To believe your own thought....To listen to yourself first. These are incredibly important ideas, and often not what most people do. In the past, I certainly did not. I took what was told to me as gospel truth without much consideration for how I felt about it deep inside. That is beginning to change now, and, while uncomfortable at times, is very calming and fills me with a hope and confidence I did not have before. Form your own opinion, totally separate from anyone else. Your own research, your own thoughts. Original simply because they belong to you. Original because they come from you and are then sent into the world for testing and offered for consumption. Finding, and then listening, to your own voice. It is not so much what you think that matters, that can be debated from any and all sides. Arguments can just a surely be put forth from one viewpoint as another. It is that you are actively thinking, actively evaluating, and actively considering your world. That is the critical step. Not blindly following anyone or anything just because.

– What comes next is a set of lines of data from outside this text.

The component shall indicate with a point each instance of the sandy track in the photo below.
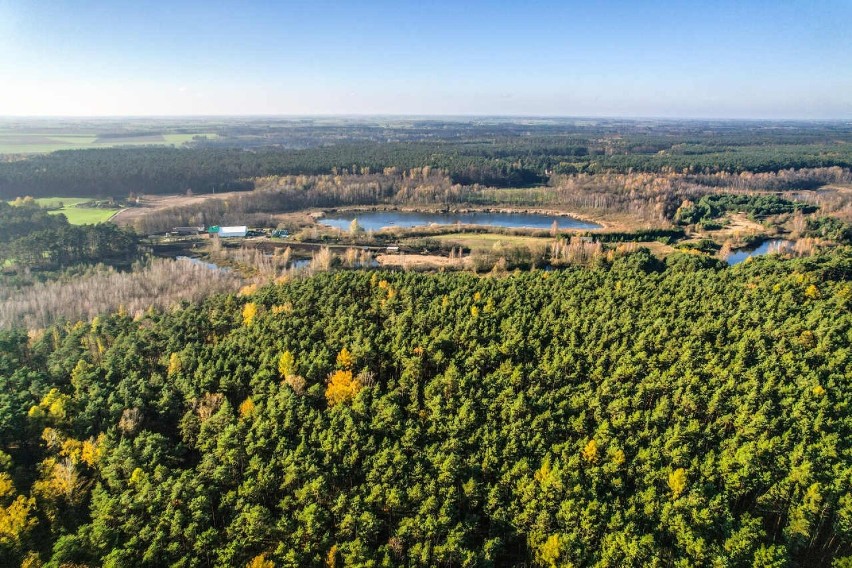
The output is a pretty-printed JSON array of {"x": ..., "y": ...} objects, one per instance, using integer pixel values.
[{"x": 150, "y": 203}]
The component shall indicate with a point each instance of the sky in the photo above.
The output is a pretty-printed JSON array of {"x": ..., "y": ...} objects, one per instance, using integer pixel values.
[{"x": 680, "y": 59}]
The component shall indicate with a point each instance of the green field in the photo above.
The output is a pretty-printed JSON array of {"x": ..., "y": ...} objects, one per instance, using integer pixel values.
[
  {"x": 487, "y": 241},
  {"x": 86, "y": 215},
  {"x": 21, "y": 141},
  {"x": 69, "y": 206}
]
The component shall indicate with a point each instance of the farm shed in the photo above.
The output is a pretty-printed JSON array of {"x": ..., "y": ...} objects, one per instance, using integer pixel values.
[{"x": 235, "y": 231}]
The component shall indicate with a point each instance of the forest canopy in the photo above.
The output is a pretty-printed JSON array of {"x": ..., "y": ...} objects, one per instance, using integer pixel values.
[{"x": 636, "y": 413}]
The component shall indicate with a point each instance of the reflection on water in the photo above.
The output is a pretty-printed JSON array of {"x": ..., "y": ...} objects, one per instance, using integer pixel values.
[
  {"x": 375, "y": 220},
  {"x": 207, "y": 265},
  {"x": 770, "y": 246}
]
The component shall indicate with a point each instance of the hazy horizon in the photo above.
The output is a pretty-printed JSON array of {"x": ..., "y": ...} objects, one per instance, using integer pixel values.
[{"x": 728, "y": 60}]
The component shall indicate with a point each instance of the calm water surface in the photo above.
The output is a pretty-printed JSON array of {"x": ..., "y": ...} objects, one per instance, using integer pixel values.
[
  {"x": 375, "y": 220},
  {"x": 739, "y": 256}
]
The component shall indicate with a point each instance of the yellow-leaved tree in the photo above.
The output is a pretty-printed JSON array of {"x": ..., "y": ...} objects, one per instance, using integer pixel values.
[
  {"x": 249, "y": 313},
  {"x": 345, "y": 360},
  {"x": 677, "y": 482},
  {"x": 342, "y": 387},
  {"x": 260, "y": 561}
]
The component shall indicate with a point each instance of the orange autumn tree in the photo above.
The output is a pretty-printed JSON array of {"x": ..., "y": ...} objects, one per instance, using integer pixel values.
[{"x": 342, "y": 385}]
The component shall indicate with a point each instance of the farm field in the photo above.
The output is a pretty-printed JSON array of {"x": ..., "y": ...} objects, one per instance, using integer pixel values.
[
  {"x": 487, "y": 241},
  {"x": 76, "y": 215},
  {"x": 24, "y": 141}
]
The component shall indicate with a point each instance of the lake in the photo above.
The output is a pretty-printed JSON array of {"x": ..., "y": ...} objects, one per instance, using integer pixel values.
[
  {"x": 771, "y": 245},
  {"x": 375, "y": 220}
]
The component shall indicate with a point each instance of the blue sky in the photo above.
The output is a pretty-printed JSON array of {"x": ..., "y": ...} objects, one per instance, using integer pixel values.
[{"x": 745, "y": 59}]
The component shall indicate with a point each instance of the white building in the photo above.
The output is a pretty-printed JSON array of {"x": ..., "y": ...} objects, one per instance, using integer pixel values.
[{"x": 236, "y": 231}]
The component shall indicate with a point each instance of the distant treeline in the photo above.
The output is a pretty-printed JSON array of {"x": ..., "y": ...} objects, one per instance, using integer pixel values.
[
  {"x": 757, "y": 206},
  {"x": 517, "y": 161},
  {"x": 34, "y": 239}
]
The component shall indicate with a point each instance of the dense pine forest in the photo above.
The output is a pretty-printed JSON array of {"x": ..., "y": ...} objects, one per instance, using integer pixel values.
[
  {"x": 634, "y": 413},
  {"x": 492, "y": 153}
]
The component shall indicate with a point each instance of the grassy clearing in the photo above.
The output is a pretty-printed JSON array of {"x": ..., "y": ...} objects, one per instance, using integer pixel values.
[
  {"x": 86, "y": 215},
  {"x": 76, "y": 215},
  {"x": 15, "y": 141},
  {"x": 487, "y": 241},
  {"x": 60, "y": 202}
]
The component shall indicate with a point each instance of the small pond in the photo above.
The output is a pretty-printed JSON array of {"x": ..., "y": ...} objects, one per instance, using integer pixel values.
[
  {"x": 772, "y": 245},
  {"x": 375, "y": 220},
  {"x": 204, "y": 264}
]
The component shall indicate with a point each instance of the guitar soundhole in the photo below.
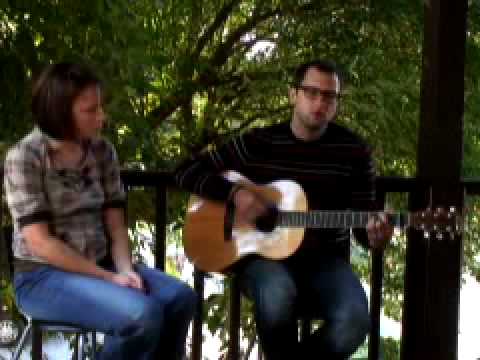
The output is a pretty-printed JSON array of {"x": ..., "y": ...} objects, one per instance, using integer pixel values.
[{"x": 267, "y": 222}]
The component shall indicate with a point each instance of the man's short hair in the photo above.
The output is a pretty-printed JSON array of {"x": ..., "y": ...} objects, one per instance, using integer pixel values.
[
  {"x": 322, "y": 65},
  {"x": 53, "y": 94}
]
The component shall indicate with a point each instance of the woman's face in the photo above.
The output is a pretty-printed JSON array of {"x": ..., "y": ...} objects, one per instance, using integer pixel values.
[{"x": 87, "y": 113}]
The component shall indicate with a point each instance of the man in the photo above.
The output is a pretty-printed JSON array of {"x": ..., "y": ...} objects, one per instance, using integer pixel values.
[{"x": 334, "y": 168}]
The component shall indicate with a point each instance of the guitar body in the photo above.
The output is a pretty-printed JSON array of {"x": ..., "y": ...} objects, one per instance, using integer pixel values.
[{"x": 213, "y": 242}]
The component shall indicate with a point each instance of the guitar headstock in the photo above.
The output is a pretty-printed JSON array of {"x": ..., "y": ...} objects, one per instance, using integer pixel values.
[{"x": 438, "y": 222}]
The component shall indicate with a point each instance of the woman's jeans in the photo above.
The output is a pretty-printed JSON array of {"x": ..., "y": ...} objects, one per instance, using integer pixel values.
[
  {"x": 325, "y": 289},
  {"x": 138, "y": 325}
]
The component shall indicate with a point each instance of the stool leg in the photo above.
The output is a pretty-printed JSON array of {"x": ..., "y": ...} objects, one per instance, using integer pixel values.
[
  {"x": 93, "y": 334},
  {"x": 36, "y": 342},
  {"x": 82, "y": 342},
  {"x": 21, "y": 343}
]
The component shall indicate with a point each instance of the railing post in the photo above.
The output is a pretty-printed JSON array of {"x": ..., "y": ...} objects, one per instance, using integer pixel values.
[
  {"x": 234, "y": 321},
  {"x": 376, "y": 285},
  {"x": 160, "y": 225},
  {"x": 197, "y": 339}
]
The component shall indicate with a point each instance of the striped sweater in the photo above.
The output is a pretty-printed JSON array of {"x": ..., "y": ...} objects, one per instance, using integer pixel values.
[{"x": 335, "y": 171}]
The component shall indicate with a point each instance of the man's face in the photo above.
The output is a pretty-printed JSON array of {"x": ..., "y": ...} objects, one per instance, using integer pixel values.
[{"x": 315, "y": 101}]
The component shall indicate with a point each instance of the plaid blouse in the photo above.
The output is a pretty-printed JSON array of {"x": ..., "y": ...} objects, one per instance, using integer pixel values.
[{"x": 70, "y": 200}]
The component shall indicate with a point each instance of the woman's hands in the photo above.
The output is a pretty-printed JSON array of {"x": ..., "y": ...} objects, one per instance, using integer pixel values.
[{"x": 128, "y": 279}]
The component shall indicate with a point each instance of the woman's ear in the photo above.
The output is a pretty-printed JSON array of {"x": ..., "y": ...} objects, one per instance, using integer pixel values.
[{"x": 292, "y": 95}]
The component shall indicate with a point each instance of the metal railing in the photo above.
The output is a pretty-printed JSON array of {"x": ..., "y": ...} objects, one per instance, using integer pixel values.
[{"x": 161, "y": 183}]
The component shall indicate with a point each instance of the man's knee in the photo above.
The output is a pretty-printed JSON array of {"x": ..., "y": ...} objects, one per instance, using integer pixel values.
[
  {"x": 275, "y": 303},
  {"x": 350, "y": 329}
]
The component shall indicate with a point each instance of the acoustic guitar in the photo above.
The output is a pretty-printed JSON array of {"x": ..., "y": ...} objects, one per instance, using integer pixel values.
[{"x": 213, "y": 241}]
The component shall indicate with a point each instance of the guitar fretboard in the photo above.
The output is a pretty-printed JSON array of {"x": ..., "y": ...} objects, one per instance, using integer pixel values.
[{"x": 335, "y": 219}]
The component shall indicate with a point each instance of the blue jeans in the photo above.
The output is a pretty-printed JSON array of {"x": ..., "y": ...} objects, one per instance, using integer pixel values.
[
  {"x": 137, "y": 325},
  {"x": 283, "y": 292}
]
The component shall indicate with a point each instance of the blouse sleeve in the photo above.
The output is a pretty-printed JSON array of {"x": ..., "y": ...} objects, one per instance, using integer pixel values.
[
  {"x": 25, "y": 193},
  {"x": 110, "y": 173}
]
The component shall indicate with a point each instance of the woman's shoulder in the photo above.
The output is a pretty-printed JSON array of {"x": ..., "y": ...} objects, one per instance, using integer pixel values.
[{"x": 31, "y": 146}]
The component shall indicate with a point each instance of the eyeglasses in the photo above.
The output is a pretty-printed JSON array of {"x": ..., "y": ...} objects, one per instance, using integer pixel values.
[{"x": 312, "y": 93}]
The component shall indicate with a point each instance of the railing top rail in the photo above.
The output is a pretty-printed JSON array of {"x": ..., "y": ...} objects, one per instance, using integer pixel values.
[{"x": 384, "y": 184}]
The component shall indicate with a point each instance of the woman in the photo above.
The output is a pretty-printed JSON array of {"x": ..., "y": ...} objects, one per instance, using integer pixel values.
[{"x": 64, "y": 193}]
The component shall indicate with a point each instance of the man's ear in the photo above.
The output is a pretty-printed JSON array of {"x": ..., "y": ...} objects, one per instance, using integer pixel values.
[{"x": 292, "y": 95}]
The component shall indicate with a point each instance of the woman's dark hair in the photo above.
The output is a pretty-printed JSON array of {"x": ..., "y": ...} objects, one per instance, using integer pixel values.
[
  {"x": 53, "y": 94},
  {"x": 322, "y": 65}
]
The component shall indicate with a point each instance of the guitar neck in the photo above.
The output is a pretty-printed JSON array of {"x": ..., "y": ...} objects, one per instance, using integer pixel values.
[{"x": 336, "y": 219}]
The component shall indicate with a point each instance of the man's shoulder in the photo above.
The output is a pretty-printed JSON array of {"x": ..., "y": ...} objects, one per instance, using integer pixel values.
[
  {"x": 347, "y": 135},
  {"x": 271, "y": 132}
]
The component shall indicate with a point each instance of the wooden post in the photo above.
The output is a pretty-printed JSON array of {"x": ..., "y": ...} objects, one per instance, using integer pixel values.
[{"x": 433, "y": 272}]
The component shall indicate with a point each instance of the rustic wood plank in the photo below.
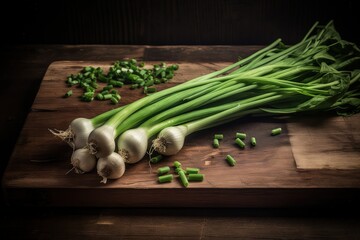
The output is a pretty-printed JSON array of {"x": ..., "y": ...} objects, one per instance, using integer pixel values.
[
  {"x": 332, "y": 142},
  {"x": 115, "y": 223},
  {"x": 264, "y": 176}
]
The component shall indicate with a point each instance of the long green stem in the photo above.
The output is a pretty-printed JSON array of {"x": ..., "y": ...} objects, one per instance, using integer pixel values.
[
  {"x": 211, "y": 120},
  {"x": 203, "y": 113},
  {"x": 101, "y": 118},
  {"x": 151, "y": 110}
]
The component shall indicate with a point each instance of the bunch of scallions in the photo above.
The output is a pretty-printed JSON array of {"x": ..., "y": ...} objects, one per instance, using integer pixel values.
[{"x": 320, "y": 73}]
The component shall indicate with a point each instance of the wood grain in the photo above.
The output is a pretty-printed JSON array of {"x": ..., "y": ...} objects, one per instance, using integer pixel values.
[
  {"x": 332, "y": 142},
  {"x": 265, "y": 176}
]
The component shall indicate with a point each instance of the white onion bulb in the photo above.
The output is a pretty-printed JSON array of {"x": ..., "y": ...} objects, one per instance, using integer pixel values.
[
  {"x": 110, "y": 167},
  {"x": 132, "y": 145},
  {"x": 101, "y": 141},
  {"x": 83, "y": 161},
  {"x": 77, "y": 133}
]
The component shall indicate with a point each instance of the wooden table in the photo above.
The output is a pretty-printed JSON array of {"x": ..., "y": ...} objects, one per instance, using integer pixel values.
[{"x": 23, "y": 69}]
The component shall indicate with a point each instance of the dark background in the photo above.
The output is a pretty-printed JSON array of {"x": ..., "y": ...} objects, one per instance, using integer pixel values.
[
  {"x": 168, "y": 22},
  {"x": 36, "y": 30},
  {"x": 35, "y": 33}
]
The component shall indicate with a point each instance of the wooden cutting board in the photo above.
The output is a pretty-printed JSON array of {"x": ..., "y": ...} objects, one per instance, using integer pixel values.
[{"x": 315, "y": 161}]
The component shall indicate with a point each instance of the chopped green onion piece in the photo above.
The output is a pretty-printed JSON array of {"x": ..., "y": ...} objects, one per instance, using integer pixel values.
[
  {"x": 68, "y": 94},
  {"x": 150, "y": 90},
  {"x": 219, "y": 136},
  {"x": 192, "y": 170},
  {"x": 163, "y": 170},
  {"x": 175, "y": 67},
  {"x": 183, "y": 178},
  {"x": 231, "y": 161},
  {"x": 156, "y": 159},
  {"x": 114, "y": 100},
  {"x": 134, "y": 86},
  {"x": 108, "y": 87},
  {"x": 178, "y": 169},
  {"x": 242, "y": 136},
  {"x": 276, "y": 131},
  {"x": 240, "y": 143},
  {"x": 165, "y": 178},
  {"x": 216, "y": 143},
  {"x": 196, "y": 177},
  {"x": 117, "y": 96},
  {"x": 99, "y": 96},
  {"x": 253, "y": 141},
  {"x": 177, "y": 164}
]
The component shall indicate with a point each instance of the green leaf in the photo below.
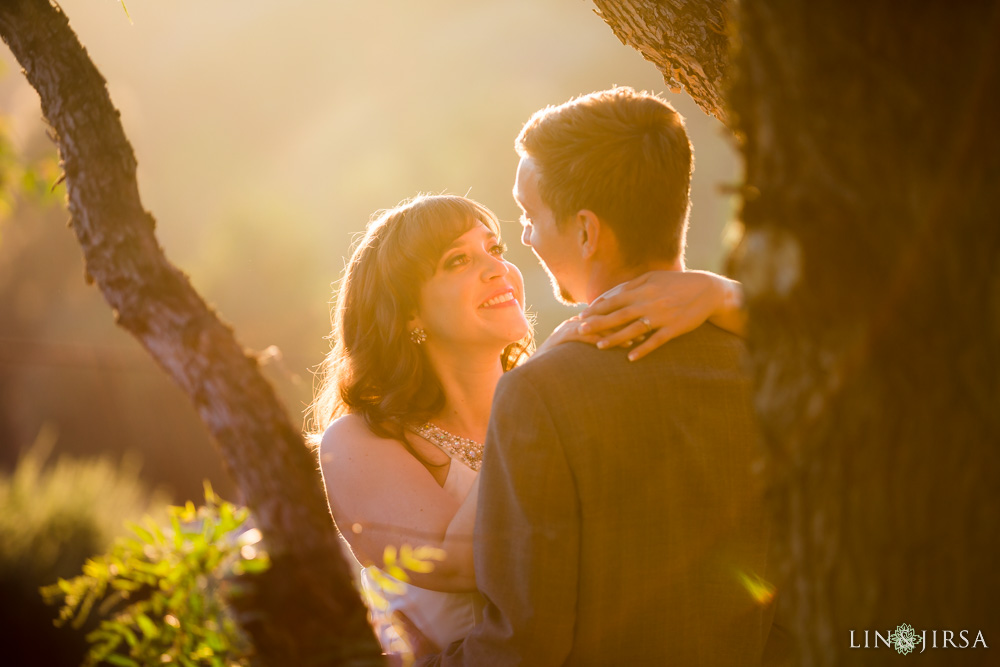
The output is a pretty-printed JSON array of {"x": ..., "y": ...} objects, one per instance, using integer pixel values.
[{"x": 147, "y": 626}]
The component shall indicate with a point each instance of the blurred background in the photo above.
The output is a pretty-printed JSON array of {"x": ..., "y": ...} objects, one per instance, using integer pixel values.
[{"x": 267, "y": 134}]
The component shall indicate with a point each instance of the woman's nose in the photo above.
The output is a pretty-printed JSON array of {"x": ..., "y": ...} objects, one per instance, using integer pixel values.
[{"x": 496, "y": 267}]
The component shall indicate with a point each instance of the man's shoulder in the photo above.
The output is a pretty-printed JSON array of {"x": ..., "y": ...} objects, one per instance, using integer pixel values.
[{"x": 707, "y": 343}]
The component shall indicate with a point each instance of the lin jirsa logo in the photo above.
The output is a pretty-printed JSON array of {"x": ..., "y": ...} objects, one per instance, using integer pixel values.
[{"x": 905, "y": 639}]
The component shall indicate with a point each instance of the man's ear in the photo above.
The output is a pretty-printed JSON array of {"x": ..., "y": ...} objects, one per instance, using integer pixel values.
[{"x": 589, "y": 228}]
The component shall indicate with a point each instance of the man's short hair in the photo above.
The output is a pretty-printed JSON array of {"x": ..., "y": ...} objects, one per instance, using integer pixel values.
[{"x": 623, "y": 155}]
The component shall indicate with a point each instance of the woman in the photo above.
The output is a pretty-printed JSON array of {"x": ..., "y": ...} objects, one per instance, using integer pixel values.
[{"x": 428, "y": 318}]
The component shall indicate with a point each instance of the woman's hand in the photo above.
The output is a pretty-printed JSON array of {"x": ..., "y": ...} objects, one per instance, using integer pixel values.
[{"x": 664, "y": 305}]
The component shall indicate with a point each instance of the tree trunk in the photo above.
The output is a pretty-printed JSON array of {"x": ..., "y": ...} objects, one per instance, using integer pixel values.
[
  {"x": 304, "y": 611},
  {"x": 870, "y": 266},
  {"x": 687, "y": 41},
  {"x": 872, "y": 167}
]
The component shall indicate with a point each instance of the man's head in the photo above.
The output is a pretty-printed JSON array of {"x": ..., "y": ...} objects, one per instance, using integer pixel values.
[{"x": 604, "y": 182}]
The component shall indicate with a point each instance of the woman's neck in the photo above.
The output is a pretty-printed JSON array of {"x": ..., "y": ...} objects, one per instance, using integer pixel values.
[{"x": 468, "y": 380}]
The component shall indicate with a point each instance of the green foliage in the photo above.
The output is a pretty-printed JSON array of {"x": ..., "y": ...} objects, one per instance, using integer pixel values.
[
  {"x": 161, "y": 591},
  {"x": 53, "y": 516},
  {"x": 35, "y": 181}
]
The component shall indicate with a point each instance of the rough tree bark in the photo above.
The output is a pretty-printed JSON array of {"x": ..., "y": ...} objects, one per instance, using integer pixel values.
[
  {"x": 304, "y": 611},
  {"x": 870, "y": 266},
  {"x": 687, "y": 41},
  {"x": 870, "y": 262}
]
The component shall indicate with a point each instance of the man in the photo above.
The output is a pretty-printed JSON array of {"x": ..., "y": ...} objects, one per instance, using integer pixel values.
[{"x": 619, "y": 522}]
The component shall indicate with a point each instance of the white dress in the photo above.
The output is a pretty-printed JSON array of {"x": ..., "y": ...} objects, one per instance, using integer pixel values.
[{"x": 441, "y": 617}]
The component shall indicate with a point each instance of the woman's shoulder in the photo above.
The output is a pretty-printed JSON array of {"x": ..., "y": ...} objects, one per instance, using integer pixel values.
[
  {"x": 350, "y": 439},
  {"x": 351, "y": 432}
]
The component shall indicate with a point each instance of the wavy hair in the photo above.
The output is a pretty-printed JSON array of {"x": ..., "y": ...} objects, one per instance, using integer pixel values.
[{"x": 373, "y": 368}]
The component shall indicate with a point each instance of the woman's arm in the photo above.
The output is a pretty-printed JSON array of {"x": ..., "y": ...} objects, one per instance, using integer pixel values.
[
  {"x": 664, "y": 304},
  {"x": 381, "y": 496}
]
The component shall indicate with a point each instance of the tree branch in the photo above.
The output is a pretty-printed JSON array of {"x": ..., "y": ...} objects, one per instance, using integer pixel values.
[
  {"x": 314, "y": 612},
  {"x": 687, "y": 40}
]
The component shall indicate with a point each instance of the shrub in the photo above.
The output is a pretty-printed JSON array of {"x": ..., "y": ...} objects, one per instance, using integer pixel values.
[
  {"x": 161, "y": 592},
  {"x": 52, "y": 517}
]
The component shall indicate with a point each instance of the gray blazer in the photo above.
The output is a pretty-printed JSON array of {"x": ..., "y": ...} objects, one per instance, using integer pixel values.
[{"x": 619, "y": 519}]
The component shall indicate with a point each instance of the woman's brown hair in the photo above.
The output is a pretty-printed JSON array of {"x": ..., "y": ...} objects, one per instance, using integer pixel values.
[{"x": 373, "y": 368}]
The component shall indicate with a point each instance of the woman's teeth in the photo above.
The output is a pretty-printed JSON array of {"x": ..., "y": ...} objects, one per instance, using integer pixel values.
[{"x": 506, "y": 296}]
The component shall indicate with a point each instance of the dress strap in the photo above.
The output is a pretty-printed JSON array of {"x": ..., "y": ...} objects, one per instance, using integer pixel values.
[{"x": 465, "y": 450}]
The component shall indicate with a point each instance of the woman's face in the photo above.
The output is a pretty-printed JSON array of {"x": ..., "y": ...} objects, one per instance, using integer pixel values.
[{"x": 475, "y": 296}]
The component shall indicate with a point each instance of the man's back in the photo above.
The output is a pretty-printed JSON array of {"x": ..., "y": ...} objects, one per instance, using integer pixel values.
[{"x": 620, "y": 522}]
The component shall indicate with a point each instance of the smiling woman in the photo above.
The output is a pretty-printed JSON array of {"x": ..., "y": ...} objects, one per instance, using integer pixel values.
[{"x": 428, "y": 318}]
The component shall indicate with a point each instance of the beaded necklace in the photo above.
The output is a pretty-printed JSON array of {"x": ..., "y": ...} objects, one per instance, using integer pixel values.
[{"x": 465, "y": 450}]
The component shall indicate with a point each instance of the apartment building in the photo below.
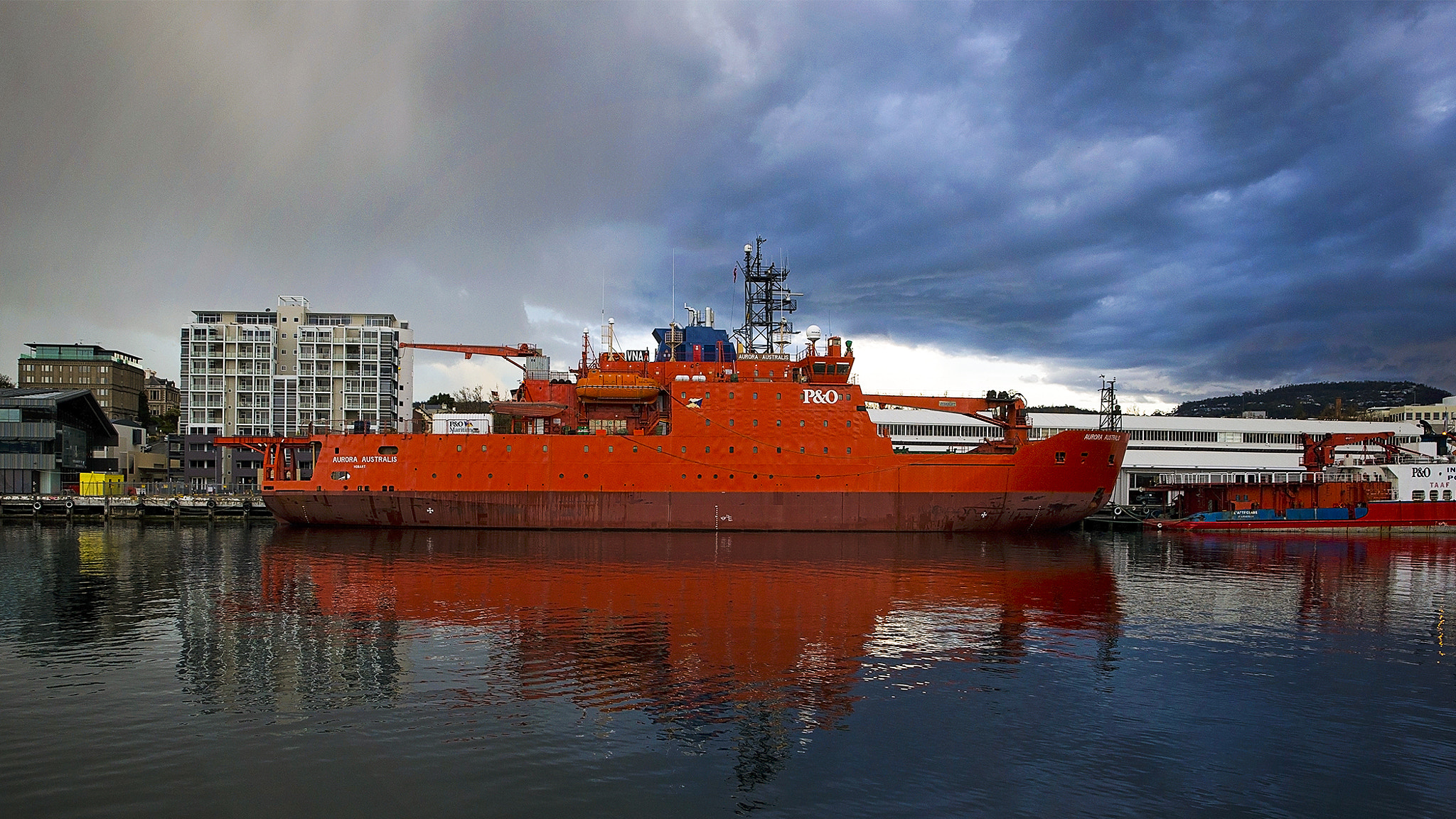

Rather, seeing an issue and listening very hard for those parts of it that speak to you. This is a critical leader development requirement. It has to happen. Without it, we all become lemmings being led off the cliff by someone who has a title or a rank or a position. And while they might have all of those things, what they cannot have is your point of view. That is impossible. And your point of view is as valuable to understanding as theirs is. We often hear of disconnects between a Private at an outpost somewhere and his or her leadership further up the chain of command. And we all assume naturally that the person further up the chain has more knowledge, more access to information, more something, than we do. And while all of that may be true, they still cannot see the situation in front of us exactly as we do. That makes listening to yourself and listening for your truth a critical part of the discussion. It makes you an equal part of the plan. It imparts upon all of us the responsibility to speak clearly and calmly and present our understanding with the same measure of conviction as the person further up the chain.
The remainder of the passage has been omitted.